A feedback-driven fuzzer is only as good as the signal it receives. This document details the "eyes" of lafleur: the entire pipeline from raw JIT log output to the structured coverage data that informs the fuzzer's evolutionary strategy. This process is the key to how lafleur learns from its mutations and improves over time.
For how this coverage signal feeds the evolutionary loop, see 02. The Evolutionary Loop. For how it guides mutation strategy selection, see 04. The Mutation Engine.

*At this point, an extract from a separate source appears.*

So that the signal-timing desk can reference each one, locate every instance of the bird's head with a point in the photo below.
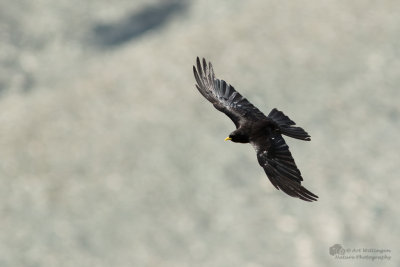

For the on-disk format of the coverage state, see 05. State and Data Formats.
The entire feedback process begins by capturing the verbose debug output from CPython's JIT compiler. lafleur achieves this by executing every child process with two specific environment variables set: PYTHON_LLTRACE=2 and PYTHON_OPT_DEBUG=4. This instructs the JIT to emit a detailed trace of its internal operations to stderr, which the execution manager captures to a log file.
An excerpt from a raw JIT log might look like this:
[f1] STRATEGY: Targeted Uop Fuzzing (['_STORE_ATTR', '_CONTAINS_OP_DICT', '_BINARY_OP_SUB_FLOAT'])
...
63 ADD_TO_TRACE: _SET_IP (0, target=2255, operand0=0x55ac896b7abe, operand1=0)
64 ADD_TO_TRACE: _LOAD_FAST_BORROW (2, target=2255, operand0=0, operand1=0)...
...
Optimized trace (length 50):
OPTIMIZED: _LOAD_CONST
OPTIMIZED: _BINARY_OP_ADD_INT
...
Bailing on recursive call in function foo
This raw text is the data source for the text-based feedback mechanism. A second, complementary feedback channel — runtime introspection of JIT data structures — is described in the EKG section below.
The lafleur/coverage.py module transforms the raw, unstructured log text into a structured data format. The main function, parse_log_for_edge_coverage, processes the log file line by line using a series of regular expressions. It is implemented as a state machine that tracks the JIT's current operational state.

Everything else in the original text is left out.